Pagi itu kembali Feyna mengikuti Candra, saat mobil Candra masuk melalui gerbang besar itu, Feyna turun dari mobilnya dan berdiri di depan pagar yang menjulang itu. Feyna kaget saat ada yang menyapanya. Adam teman saat SMA dulu.
"Fey, ngapain kamu berdiri di sini, masuk yuk nyari siapa?" tanya Adam.
"Ini rumahmu, kayaknya bukan deh?" tanya Feyna.
"Rumah tunanganku, ayo masuk, memang siapa yang manggil kamu ke sini, perasaan nggak ada yang sakit deh, yang kapan hari memang ada dokter yang merawat tunanganku, dokter Candra namanya, lah kamu kan masih melanjutkan ke spesialis kan ya Fey?" tanya Adam.
Feyna mengangguk, wajahnya terlihat resah, lalu menarik Adam menuju ke seberang jalan, ke sebuah cafe yang hanya menawarkan minuman.

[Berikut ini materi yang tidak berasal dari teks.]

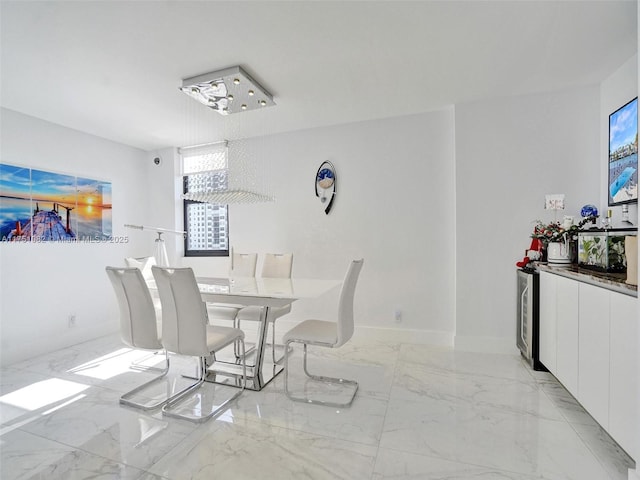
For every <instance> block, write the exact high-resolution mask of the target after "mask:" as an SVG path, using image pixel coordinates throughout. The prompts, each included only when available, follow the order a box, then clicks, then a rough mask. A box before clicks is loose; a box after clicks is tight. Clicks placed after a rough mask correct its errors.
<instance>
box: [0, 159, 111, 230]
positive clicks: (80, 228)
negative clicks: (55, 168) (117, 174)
mask: <svg viewBox="0 0 640 480" xmlns="http://www.w3.org/2000/svg"><path fill="white" fill-rule="evenodd" d="M111 235H112V231H111V183H110V182H105V181H100V180H93V179H87V178H82V177H75V176H70V175H63V174H58V173H53V172H46V171H42V170H35V169H30V168H25V167H18V166H13V165H8V164H2V163H0V239H1V240H2V241H9V242H64V241H66V242H69V241H77V240H85V241H86V240H91V241H99V240H106V239H109V238H110V237H111Z"/></svg>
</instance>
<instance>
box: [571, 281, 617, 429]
mask: <svg viewBox="0 0 640 480" xmlns="http://www.w3.org/2000/svg"><path fill="white" fill-rule="evenodd" d="M579 287H580V288H579V306H580V311H579V315H580V326H579V331H578V339H579V343H578V397H577V398H578V400H579V401H580V403H581V404H582V405H583V406H584V408H585V409H586V410H587V411H588V412H589V414H590V415H591V416H592V417H593V418H594V419H595V420H596V421H597V422H598V423H599V424H600V425H601V426H602V427H603V428H604V429H608V428H609V351H610V347H609V343H610V335H609V297H610V295H611V292H610V291H609V290H606V289H604V288H600V287H596V286H593V285H588V284H586V283H580V284H579Z"/></svg>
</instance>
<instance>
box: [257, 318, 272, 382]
mask: <svg viewBox="0 0 640 480" xmlns="http://www.w3.org/2000/svg"><path fill="white" fill-rule="evenodd" d="M268 318H269V307H267V306H264V307H262V310H261V311H260V325H259V326H258V341H257V342H256V365H255V367H254V369H253V371H254V377H253V383H254V385H255V388H256V390H262V387H264V385H265V384H264V378H263V377H262V365H263V363H264V346H265V344H266V342H267V330H268V329H269V324H268V323H267V319H268Z"/></svg>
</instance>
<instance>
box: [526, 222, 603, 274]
mask: <svg viewBox="0 0 640 480" xmlns="http://www.w3.org/2000/svg"><path fill="white" fill-rule="evenodd" d="M569 218H571V217H569ZM593 219H594V217H586V218H583V219H582V220H581V221H580V223H578V224H577V225H574V224H573V222H571V224H570V225H568V224H567V223H564V224H563V223H560V222H549V223H543V222H541V221H540V220H537V221H536V224H535V226H534V227H533V233H532V234H531V237H532V238H537V239H539V240H540V241H541V242H542V244H543V245H544V247H545V250H546V252H547V261H548V262H549V263H559V264H569V263H572V262H573V259H574V257H575V253H576V248H575V241H576V240H577V238H578V231H579V230H580V228H582V226H583V225H584V224H585V223H587V222H591V221H593Z"/></svg>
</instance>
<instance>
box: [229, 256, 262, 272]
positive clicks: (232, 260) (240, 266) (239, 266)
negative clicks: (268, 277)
mask: <svg viewBox="0 0 640 480" xmlns="http://www.w3.org/2000/svg"><path fill="white" fill-rule="evenodd" d="M257 263H258V254H257V253H235V252H234V251H233V250H231V268H230V269H229V276H230V277H255V276H256V264H257Z"/></svg>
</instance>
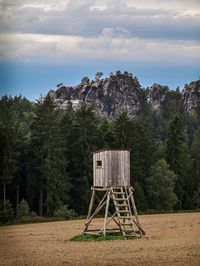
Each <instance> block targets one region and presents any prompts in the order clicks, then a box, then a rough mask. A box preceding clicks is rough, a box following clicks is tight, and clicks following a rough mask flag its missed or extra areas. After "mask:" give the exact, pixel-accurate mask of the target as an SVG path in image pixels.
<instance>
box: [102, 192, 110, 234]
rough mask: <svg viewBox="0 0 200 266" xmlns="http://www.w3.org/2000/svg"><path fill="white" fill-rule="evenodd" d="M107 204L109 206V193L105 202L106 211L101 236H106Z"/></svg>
mask: <svg viewBox="0 0 200 266" xmlns="http://www.w3.org/2000/svg"><path fill="white" fill-rule="evenodd" d="M109 204H110V191H109V192H108V195H107V202H106V211H105V218H104V228H103V235H104V236H105V235H106V226H107V219H108V210H109Z"/></svg>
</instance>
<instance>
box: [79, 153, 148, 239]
mask: <svg viewBox="0 0 200 266" xmlns="http://www.w3.org/2000/svg"><path fill="white" fill-rule="evenodd" d="M91 190H92V195H91V200H90V205H89V210H88V216H87V220H86V222H85V227H84V230H83V234H95V235H96V234H97V235H101V234H102V235H104V236H105V235H106V232H107V233H108V232H110V231H112V232H113V231H117V232H118V231H120V232H121V233H122V234H123V236H124V237H125V238H127V237H138V236H139V237H142V236H143V235H144V234H145V232H144V230H143V229H142V227H141V225H140V223H139V220H138V214H137V209H136V205H135V201H134V197H133V191H134V189H133V187H132V186H130V151H129V150H125V149H124V150H116V149H105V150H99V151H96V152H94V153H93V186H92V187H91ZM95 200H97V201H98V204H97V203H96V206H95ZM94 207H95V208H94ZM102 209H105V214H104V223H103V226H102V228H100V229H94V228H89V227H92V225H91V221H92V219H93V218H94V217H95V216H96V215H97V214H98V213H99V211H100V210H102ZM111 222H114V224H115V228H113V226H112V228H109V227H110V225H111V224H112V223H111ZM116 225H117V228H116Z"/></svg>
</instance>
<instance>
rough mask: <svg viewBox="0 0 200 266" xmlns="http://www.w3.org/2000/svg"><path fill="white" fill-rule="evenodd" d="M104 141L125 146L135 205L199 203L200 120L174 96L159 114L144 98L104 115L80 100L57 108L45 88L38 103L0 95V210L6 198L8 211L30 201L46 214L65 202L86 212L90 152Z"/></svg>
mask: <svg viewBox="0 0 200 266" xmlns="http://www.w3.org/2000/svg"><path fill="white" fill-rule="evenodd" d="M174 93H176V92H174ZM173 99H174V98H173ZM169 107H170V108H169ZM103 148H128V149H130V150H131V183H132V185H133V186H134V188H135V195H136V196H135V198H136V201H137V206H138V209H139V211H146V210H149V209H154V210H157V211H162V210H172V209H175V210H181V209H198V208H200V122H199V120H198V119H197V118H196V117H195V116H194V115H192V114H181V113H179V111H178V110H177V108H176V103H175V102H174V100H173V101H170V98H169V100H168V103H166V105H164V107H163V109H162V110H161V111H160V113H157V114H154V113H153V112H152V111H151V110H150V108H149V107H148V106H147V107H146V108H145V109H144V111H143V112H142V113H140V114H139V115H138V117H136V118H132V117H129V115H128V114H127V113H126V112H125V111H122V112H121V113H120V114H119V115H118V117H116V118H115V119H108V118H105V117H104V118H102V117H97V116H96V114H95V111H94V109H93V107H92V106H86V105H84V104H83V105H82V106H81V107H80V108H79V109H77V110H73V109H69V110H68V111H64V110H61V109H58V107H56V105H55V104H54V102H53V100H52V99H51V97H50V96H46V97H44V98H41V99H40V100H39V101H37V102H36V103H31V102H29V101H28V100H27V99H26V98H23V97H21V96H19V97H14V98H11V97H7V96H4V97H2V98H1V100H0V205H1V207H0V208H1V209H0V218H1V216H2V212H3V210H4V209H5V206H8V205H9V206H10V207H11V205H12V208H13V210H14V213H13V212H12V211H11V212H12V215H18V214H19V213H21V212H22V209H25V212H27V210H29V208H30V210H32V211H34V212H36V213H37V214H38V215H40V216H48V217H51V216H53V215H55V213H58V210H59V208H64V209H65V208H66V206H68V207H67V208H69V209H73V210H74V211H75V212H76V213H78V214H79V215H80V214H85V213H86V212H87V208H88V200H89V193H90V186H91V185H92V155H91V153H92V152H93V151H95V150H98V149H103ZM24 200H25V203H24ZM22 201H23V204H22V205H20V202H22ZM26 204H27V205H26ZM22 206H24V207H23V208H22ZM63 206H64V207H63ZM10 210H12V209H11V208H10Z"/></svg>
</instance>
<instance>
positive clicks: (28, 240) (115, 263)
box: [0, 213, 200, 266]
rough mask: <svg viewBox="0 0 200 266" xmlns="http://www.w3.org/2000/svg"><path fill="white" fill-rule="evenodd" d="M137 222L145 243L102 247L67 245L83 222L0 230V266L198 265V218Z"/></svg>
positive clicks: (11, 228)
mask: <svg viewBox="0 0 200 266" xmlns="http://www.w3.org/2000/svg"><path fill="white" fill-rule="evenodd" d="M140 222H141V224H142V225H143V228H144V229H145V231H146V236H145V237H144V238H142V239H133V240H113V241H101V242H74V241H70V238H72V237H73V236H75V235H79V234H81V230H82V228H83V224H84V220H77V221H64V222H52V223H40V224H27V225H16V226H4V227H0V265H15V266H17V265H27V266H31V265H42V266H43V265H85V266H86V265H110V266H111V265H118V266H120V265H153V266H154V265H189V266H190V265H200V213H185V214H163V215H146V216H140ZM97 225H99V226H100V227H101V225H102V219H96V220H95V221H94V222H93V226H97Z"/></svg>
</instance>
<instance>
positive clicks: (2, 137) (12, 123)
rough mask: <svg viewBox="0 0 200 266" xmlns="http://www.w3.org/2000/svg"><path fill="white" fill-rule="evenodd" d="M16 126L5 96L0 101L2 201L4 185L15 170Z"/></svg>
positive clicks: (14, 175)
mask: <svg viewBox="0 0 200 266" xmlns="http://www.w3.org/2000/svg"><path fill="white" fill-rule="evenodd" d="M16 142H17V135H16V127H15V117H14V113H13V106H12V100H11V99H10V98H8V97H7V96H4V97H2V99H1V101H0V148H1V149H0V182H1V184H2V185H3V202H4V203H5V202H6V186H7V185H9V184H11V183H12V180H13V178H14V176H15V173H16V171H17V151H16Z"/></svg>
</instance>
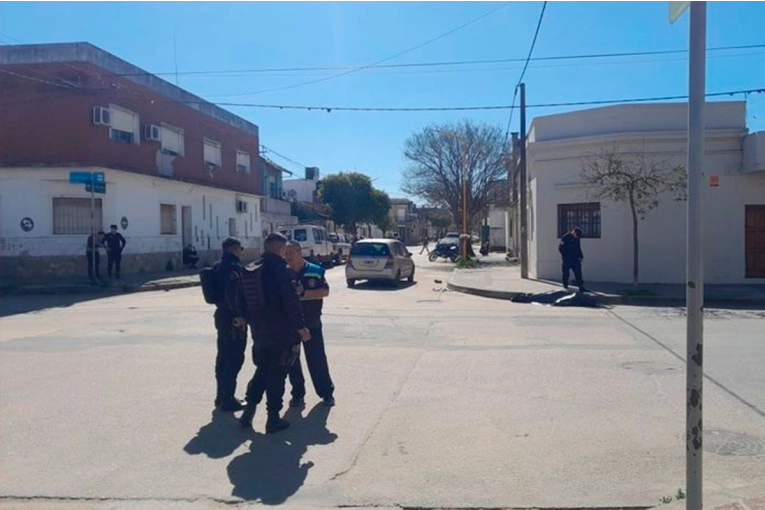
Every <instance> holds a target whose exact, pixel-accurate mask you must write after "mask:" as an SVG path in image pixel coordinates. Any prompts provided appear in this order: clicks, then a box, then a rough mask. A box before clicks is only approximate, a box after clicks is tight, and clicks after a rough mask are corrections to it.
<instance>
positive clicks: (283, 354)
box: [239, 233, 311, 434]
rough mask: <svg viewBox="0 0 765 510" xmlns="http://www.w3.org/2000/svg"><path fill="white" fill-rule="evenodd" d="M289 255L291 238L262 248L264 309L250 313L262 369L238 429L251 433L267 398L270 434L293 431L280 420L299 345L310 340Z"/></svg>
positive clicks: (283, 236) (272, 242)
mask: <svg viewBox="0 0 765 510" xmlns="http://www.w3.org/2000/svg"><path fill="white" fill-rule="evenodd" d="M286 249H287V238H286V237H285V236H283V235H282V234H278V233H273V234H269V235H268V237H266V239H265V241H264V242H263V251H264V252H265V253H263V257H262V259H261V263H262V269H261V270H262V272H263V273H262V293H263V299H264V303H263V309H262V310H258V311H257V313H256V314H253V313H250V312H249V310H248V315H247V319H248V322H249V324H250V327H251V330H252V340H253V347H252V353H253V361H254V362H255V365H256V366H257V368H256V369H255V375H254V376H253V377H252V379H251V380H250V383H249V384H248V385H247V407H245V409H244V412H243V413H242V416H241V417H240V418H239V423H240V424H241V425H242V426H243V427H246V428H252V420H253V418H254V417H255V409H256V407H257V405H258V404H260V402H261V401H262V400H263V394H266V411H267V413H268V419H267V420H266V433H267V434H271V433H274V432H279V431H280V430H284V429H286V428H287V427H289V425H290V424H289V422H287V421H286V420H284V419H283V418H281V416H280V413H281V410H282V406H283V398H284V384H285V382H286V379H287V371H288V370H289V368H290V367H291V366H292V365H293V364H294V362H295V361H296V359H297V356H296V353H299V352H300V343H301V342H306V341H310V339H311V333H310V331H309V330H308V328H307V327H306V324H305V320H304V319H303V308H302V306H301V305H300V298H299V297H298V295H297V293H296V291H295V287H294V286H293V276H292V272H291V271H290V269H289V268H288V267H287V261H286V260H285V259H284V257H285V255H286V253H285V252H286Z"/></svg>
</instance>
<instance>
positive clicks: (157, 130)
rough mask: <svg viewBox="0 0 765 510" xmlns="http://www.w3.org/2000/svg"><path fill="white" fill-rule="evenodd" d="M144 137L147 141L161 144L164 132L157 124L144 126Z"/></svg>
mask: <svg viewBox="0 0 765 510" xmlns="http://www.w3.org/2000/svg"><path fill="white" fill-rule="evenodd" d="M143 129H144V132H143V137H144V139H146V140H150V141H153V142H159V141H160V140H161V136H162V130H161V129H160V128H159V126H157V125H155V124H147V125H146V126H144V128H143Z"/></svg>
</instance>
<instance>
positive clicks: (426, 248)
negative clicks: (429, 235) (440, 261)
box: [420, 236, 430, 255]
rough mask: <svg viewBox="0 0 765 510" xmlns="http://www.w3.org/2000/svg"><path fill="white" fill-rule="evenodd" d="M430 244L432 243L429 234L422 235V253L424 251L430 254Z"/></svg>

Setelah keduanya duduk, Feyna menatap Adam dengan perasaan campur aduk.
"Candra itu calonku Dam, entah pacar entah apa pokoknya dia milikku, rencananya kami akan segera bertunangan tapi ia tiba-tiba memutuskan menjauh dariku, aku akui memang aku salah, aku terlalu sibuk Dam, di rumah sakit papa dan perkuliahanku yang ambil spesialis anak, aku mengabaikannya karena kesibukanku, aku selidiki ternyata seminggu ini ia ke rumah besar itu, adakah wanita muda di rumah itu selain tunanganmu?" tanya Feyna.
"Tidak ada, hanya Livia tunanganku yang sepuluh hari lebih sakit, memang Candra yang merawatnya," jawab Adam.
"Tolong aku Dam, gimana caranya agar mereka tidak dekat," rengek Feyna. Dan Adam memajukan wajahnya.
"Baik Fey, mari kita saling membantu agar orang yang kita cintai tidak lepas dari pelukan kita, kau mau kan mendengarkan saranku?"